EL PODER DE LA CONCIENCIA

Por Alex Noguera

Periodista

alexnoguera230@gmail.com

No era un día normal, sino el 1 de julio, fecha en que debía dar su informe de gestión. En la mano sujetaba con fuerza el papel que había leído por enésima vez y en el que describía todos sus logros y los iba a recitar esa mañana, en el Congreso, para que toda la ciudadanía supiera en qué condiciones se encontraba el país.

Antes de salir, él se miró al espejo. Pulcro, con su traje impecable, como lo exigía el protocolo. Un extraño escalofrío le recorrió la espalda. ¿Fue un segundo de temor? ¿De duda? No supo responder, sin embargo no había tiempo para pequeñeces. Había que hacer lo que había que hacer y punto.

Horas después, sentado, pensaba.

Como lo había previsto, las críticas fueron más que los elogios. Incluso el quiebre emocional cuando casi se le escapó una lágrima y encomendó el destino del país a Jehová fue resaltado por los mismos de siempre, que catalogaron ese momento de sinceridad como una farsa. Pero había que confiar en Dios porque la amenaza de la pandemia era real y las apuestas sobre el futuro estaban muy divididas.

No era un día normal, horas antes todos los respiradores del sistema de Salud de Alto Paraná estaban ocupados y esa chica de 18 años precisaba uno de forma urgente. Tenía covid-19, pero además desde niña diabetes, y el cuadro se complicaba a causa del deterioro de sus riñones.

Antes de salir, él se miró al espejo. Pulcro, aunque con traje prestado, pero traje al fin, para ir al funeral de la joven.

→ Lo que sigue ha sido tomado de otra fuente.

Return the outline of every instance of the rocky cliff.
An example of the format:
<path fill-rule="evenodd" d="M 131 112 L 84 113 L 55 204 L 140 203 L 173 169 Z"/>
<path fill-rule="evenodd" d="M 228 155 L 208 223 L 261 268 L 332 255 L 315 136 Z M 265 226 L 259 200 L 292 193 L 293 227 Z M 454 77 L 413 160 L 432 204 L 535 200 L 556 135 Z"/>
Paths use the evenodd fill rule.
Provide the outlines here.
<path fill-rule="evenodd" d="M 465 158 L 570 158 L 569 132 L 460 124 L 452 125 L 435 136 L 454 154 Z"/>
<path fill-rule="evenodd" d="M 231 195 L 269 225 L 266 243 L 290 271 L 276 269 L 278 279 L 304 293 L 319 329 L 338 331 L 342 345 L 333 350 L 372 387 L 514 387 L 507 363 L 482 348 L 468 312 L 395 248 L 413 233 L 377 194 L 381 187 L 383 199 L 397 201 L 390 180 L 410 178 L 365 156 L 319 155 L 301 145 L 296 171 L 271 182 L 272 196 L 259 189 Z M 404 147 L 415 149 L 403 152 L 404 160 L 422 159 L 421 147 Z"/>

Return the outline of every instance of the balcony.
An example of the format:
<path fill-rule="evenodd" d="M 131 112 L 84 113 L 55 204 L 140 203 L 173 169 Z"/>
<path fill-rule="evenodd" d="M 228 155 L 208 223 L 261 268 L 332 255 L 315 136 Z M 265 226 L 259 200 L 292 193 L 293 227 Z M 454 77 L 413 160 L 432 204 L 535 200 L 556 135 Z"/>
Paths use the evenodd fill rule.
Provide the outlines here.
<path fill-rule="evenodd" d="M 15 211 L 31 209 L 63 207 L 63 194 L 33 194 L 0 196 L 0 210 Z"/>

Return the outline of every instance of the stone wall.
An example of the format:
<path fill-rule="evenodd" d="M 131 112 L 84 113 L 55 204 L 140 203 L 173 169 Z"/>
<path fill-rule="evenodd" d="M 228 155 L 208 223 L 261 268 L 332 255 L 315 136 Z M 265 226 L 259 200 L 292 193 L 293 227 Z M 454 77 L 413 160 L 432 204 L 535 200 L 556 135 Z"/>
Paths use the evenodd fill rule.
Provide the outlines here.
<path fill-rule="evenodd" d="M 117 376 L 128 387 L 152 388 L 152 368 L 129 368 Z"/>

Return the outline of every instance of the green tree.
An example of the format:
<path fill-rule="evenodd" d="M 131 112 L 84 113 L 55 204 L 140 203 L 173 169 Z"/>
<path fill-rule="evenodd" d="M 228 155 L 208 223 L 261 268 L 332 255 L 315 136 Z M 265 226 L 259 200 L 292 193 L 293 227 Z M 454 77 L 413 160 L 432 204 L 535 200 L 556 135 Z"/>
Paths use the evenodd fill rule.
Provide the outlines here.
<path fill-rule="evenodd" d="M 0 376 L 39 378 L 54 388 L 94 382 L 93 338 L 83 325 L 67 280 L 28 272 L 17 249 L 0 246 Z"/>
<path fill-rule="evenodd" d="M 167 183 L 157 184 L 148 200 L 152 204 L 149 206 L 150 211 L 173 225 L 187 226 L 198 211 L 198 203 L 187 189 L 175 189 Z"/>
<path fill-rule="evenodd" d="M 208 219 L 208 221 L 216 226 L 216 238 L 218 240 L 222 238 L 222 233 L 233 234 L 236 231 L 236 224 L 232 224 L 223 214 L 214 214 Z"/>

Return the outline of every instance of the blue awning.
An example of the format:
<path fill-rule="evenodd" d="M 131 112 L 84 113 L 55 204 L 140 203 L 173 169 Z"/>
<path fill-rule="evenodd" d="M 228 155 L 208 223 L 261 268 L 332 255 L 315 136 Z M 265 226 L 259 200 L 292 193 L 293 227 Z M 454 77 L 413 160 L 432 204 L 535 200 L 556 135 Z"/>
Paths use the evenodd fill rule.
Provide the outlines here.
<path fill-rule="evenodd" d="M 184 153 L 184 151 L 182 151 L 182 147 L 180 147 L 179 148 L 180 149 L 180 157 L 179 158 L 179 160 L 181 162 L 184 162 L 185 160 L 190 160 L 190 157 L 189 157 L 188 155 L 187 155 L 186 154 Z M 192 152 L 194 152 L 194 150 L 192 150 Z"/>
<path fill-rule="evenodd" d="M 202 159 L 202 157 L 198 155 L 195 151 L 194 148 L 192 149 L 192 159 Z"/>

En ese momento se preguntó por qué Dios había permitido que muriera. Trató de consolarse cuando se repitió por enésima vez que siempre “los buenos” abandonan este mundo primero.

Horas después, sentado, pensaba.

Había escuchado las críticas al mensaje del Presidente y trataba de entender por qué Salud había ejecutado tan poco en cuatro meses. Otra hubiera sido la suerte de esa muchacha si en Alto Paraná preveían más respiradores. Ellos sabían del potencial peligro que corría todo el departamento fronterizo con Brasil, el epicentro de la pandemia.

¿Para qué el Presidente quiso ser presidente si no podía cumplir con los ciudadanos? ¿Para qué el ministro de Salud se comprometía en liderar si no podía salvar vidas? Tuvieron tiempo de sobra para evitar esa muerte, se decía el hombre dentro del traje prestado.

Él sabía de la lucha que desde muy pequeña esa paraguaya había mantenido con la enfermedad. Primero la diabetes, luego contra los efectos colaterales. Nunca había bajado la guardia porque tenía muchas esperanzas. Estudiaba, tenía sueños. Quería ser alguien y ayudar a los que sufrían como ella. Amaba la vida más que los demás porque cada día pagaba un precio muy alto por conservarla.

Pero la vida no había sido justa. A veces lloraba por su suerte cuando veía a los demás tomar gaseosas o helados. Ella no debía. Sí, el helado era algo prohibido como otras tantas cosas, y ella vivía atada a los desagradables edulcorantes.

Ella no entendía de ejecución presupuestaria, así como ellos no entendían sus penas porque no vivían en carne propia esa enfermedad. En realidad, nadie entiende por qué fue tan escasa la ejecución si tenían el dinero para evitar esa muerte.

¿Cuántas más vidas hay que desperdiciar para que las autoridades honren los cargos que ocupan y a los ciudadanos que les dieron la oportunidad de estar allí? ¿Cuánto vale una vida?

Hoy es un día normal. El 1 de julio quedó atrás y la muerte de la joven quedó en el olvido, así como un pulcro traje que acaba de llegar de la tintorería y el otro prestado que duerme entre polillas en un ropero.

Uno huele a limpio, el otro tiene una extraña mancha en el pecho, fruto de una lágrima.